第二章
[8]前話
「だからな」
「用心してだな」
「持って行こうな」
「それじゃあな」
こう話してだった。
二人は実際にお守りにお経それに塩を持って行った、そうして石毛の自動車に乗ってドライブをしたが。
出るという場所に夜に入ってだ、運転している石毛は助手席に座っている辻にそのトンネルの中で言った。
「ここだよな」
「ああ、出るっていうな」
「大丈夫だよな」
「絶対にな」
辻はこう答えた。
「お守りにお経にな」
「塩もな」
「持ってるからな」
「幽霊は来ないな」
「その筈だよ」
二人でトンネルの中で必死に進んでいった、車をひたすら進んでいった。

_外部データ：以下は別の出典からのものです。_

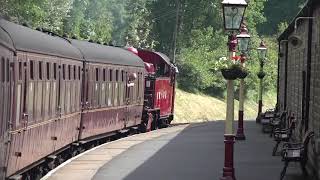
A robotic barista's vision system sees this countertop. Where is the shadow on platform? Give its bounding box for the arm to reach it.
[94,121,312,180]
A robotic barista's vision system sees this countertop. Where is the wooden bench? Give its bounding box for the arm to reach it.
[272,117,296,156]
[261,111,287,137]
[280,131,314,180]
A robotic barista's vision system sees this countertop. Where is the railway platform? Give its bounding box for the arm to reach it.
[42,121,306,180]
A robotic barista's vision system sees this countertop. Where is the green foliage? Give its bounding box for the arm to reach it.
[258,0,306,35]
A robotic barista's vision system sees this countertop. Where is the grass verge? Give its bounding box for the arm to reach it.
[173,89,276,123]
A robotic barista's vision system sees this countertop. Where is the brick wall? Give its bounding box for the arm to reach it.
[279,6,320,177]
[308,6,320,175]
[287,21,309,140]
[279,41,287,111]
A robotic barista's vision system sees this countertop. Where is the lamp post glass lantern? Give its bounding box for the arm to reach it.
[256,40,267,123]
[257,41,267,61]
[237,24,250,53]
[221,0,247,30]
[236,24,250,140]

そしてトンネルを出た時に言った。
「出なかったな」
「そうだったな」
「よかったな」
「全くだよ」
「若し出たら」
石毛はこのことを考えただけで顔面蒼白になって言った。
「もうな」
「考えただけでな」
「ぞっとするぜ」
「そうだな、考えるだけでな」
「出なくてよかったな」
「お守りとお経が利いたな」
「塩もな」
これもというのだった。
「持って行ってよかったな」
「若し持って行ってなかったら」
「考えるだけでぞっとするな」
「ああ、全部持って行ってよかったな」
「姿見ただけですぐに死ぬっていうし」
「見なくてよかったぜ」
二人は心から言った、そうしてだった。
目的地に着いてそこで楽しい時間を過ごした、そして後日そこでは実は幽霊は出ないとある人から言われたが。
二人はその人にだ、真顔で言った。
「そう言いますけれどね」
「若し出たらどうするんですか」
「やっぱり備えあってですよ」
「魔除けも」
「実際俺達助かってますし」
「持って行ってよかったですよ」
こう言うのだった、そしてそれからもそうした場所に行く時はお守りなどを忘れなかった。塩もそうであった。